Après l’annonce avec fracas et tambour battant de la création d’un commandement militaire unifié des trois principaux mouvements de l’opposition politico-militaire à savoir l’UFDD de Mahamat Nouri, l’UFFD-Fondamentale de Abdalwahid Aboud et du RFC de Timane Erdimi, commandement dirigé par le colonel Fizani et secondé de deux adjoints, nous avons assisté à la reprise des hostilités et l’entrée triomphale des forces de résistance nationale dans la capitale tchadienne le samedi 02 février après une rude bataille à Massaguet et Djarmaya. 
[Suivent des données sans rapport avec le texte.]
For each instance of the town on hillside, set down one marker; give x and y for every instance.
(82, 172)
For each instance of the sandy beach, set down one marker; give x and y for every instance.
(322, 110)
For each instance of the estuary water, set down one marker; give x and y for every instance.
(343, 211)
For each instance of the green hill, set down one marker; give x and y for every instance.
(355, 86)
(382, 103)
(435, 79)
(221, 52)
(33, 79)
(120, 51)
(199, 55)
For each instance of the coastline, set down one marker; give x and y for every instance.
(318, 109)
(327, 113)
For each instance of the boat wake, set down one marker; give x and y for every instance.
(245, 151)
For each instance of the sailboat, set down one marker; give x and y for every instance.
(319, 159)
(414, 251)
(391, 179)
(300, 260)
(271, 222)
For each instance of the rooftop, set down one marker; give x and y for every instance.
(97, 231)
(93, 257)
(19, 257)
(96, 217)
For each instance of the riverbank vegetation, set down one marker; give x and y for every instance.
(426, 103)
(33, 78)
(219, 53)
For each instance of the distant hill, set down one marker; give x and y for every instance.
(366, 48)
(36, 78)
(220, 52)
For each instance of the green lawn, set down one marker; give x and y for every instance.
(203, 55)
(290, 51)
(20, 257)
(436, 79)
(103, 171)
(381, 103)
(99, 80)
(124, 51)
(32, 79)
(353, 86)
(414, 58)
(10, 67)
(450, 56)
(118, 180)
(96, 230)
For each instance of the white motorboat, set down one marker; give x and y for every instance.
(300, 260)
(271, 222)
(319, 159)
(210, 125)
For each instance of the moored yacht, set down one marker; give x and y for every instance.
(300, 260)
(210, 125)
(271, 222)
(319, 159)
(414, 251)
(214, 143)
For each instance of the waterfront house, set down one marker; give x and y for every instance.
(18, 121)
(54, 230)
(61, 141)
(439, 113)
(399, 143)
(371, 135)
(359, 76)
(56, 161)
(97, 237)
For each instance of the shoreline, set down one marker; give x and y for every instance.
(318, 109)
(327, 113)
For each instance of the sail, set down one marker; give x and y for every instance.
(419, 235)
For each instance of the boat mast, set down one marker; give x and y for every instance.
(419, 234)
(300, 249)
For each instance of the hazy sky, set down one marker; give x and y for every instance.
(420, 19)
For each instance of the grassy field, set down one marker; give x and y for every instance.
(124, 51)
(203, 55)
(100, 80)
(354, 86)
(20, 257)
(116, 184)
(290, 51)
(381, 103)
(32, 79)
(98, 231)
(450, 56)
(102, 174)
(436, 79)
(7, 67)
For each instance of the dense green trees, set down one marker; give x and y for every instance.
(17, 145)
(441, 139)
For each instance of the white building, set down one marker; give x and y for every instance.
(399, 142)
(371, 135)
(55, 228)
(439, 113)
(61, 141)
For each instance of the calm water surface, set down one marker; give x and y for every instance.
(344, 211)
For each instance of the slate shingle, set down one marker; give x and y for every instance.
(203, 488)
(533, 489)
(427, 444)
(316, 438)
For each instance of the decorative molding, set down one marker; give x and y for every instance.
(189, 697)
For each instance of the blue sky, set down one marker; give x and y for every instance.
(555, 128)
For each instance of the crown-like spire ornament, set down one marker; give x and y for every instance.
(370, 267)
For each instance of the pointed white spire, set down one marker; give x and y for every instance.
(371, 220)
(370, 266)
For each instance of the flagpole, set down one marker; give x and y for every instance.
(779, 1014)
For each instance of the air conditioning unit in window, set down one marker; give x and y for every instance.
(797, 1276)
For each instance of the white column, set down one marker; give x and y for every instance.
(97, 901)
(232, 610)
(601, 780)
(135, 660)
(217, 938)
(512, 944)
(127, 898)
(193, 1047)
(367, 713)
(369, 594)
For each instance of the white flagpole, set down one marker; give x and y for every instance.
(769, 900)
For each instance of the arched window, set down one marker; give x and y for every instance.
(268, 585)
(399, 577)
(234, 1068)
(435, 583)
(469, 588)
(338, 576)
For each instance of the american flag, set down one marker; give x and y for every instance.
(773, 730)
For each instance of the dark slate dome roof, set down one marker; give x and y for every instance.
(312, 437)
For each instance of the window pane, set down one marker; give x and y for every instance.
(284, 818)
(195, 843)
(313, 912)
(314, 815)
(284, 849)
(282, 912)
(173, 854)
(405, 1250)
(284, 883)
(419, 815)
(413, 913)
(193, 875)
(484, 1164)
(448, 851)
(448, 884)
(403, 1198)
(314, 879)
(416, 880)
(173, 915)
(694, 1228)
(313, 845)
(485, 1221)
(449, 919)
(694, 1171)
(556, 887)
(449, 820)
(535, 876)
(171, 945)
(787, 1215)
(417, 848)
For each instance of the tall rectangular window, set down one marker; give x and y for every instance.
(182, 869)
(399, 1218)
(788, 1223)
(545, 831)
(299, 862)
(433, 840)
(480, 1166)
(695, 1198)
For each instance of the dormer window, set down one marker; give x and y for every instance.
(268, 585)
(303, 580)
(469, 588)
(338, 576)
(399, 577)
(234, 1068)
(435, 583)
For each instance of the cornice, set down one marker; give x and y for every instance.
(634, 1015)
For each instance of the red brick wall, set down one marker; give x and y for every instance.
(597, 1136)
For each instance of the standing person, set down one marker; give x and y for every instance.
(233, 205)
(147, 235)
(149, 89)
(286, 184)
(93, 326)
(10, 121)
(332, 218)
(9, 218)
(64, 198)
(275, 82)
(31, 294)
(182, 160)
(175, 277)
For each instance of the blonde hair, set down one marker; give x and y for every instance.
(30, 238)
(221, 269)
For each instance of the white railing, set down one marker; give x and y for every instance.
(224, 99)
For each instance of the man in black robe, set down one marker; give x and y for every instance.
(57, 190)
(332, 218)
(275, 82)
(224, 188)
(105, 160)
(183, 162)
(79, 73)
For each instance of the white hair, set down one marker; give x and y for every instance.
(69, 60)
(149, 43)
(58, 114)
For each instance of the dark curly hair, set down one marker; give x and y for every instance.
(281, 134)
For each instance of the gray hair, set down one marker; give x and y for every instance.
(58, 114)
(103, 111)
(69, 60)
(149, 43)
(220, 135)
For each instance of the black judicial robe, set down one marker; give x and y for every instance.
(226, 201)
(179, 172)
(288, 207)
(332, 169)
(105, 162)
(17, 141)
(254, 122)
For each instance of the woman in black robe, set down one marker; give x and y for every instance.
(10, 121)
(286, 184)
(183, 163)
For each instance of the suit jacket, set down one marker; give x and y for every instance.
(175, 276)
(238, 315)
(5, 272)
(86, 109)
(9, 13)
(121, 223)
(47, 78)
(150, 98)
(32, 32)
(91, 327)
Nous tenons à saluer cet acte héroïque et rendons hommage à tous les martyrs tombés sur-le-champ d’honneur tout comme les blessés, les disparus et ceux qui sont faits prisonniers sans toutefois oublier la population civile pour son courage et tous les dégâts et traumatismes qu’elle a subis. Plusieurs questions se posent quant au fonctionnement de ce commandement, sa marge de manœuvre, les moyens dont il dispose et quels sont les véritables rôles des trois principaux responsables ci-dessus cités. Ce sont autant des questions qui méritent des réponses pour apporter une clarification à tous ceux qui soutiennent les forces de résistance nationale et qui aspirent à un vrai changement mais pas une passation de service au sommet de l’Etat comme nous ont toujours habitué nos différents libérateurs. 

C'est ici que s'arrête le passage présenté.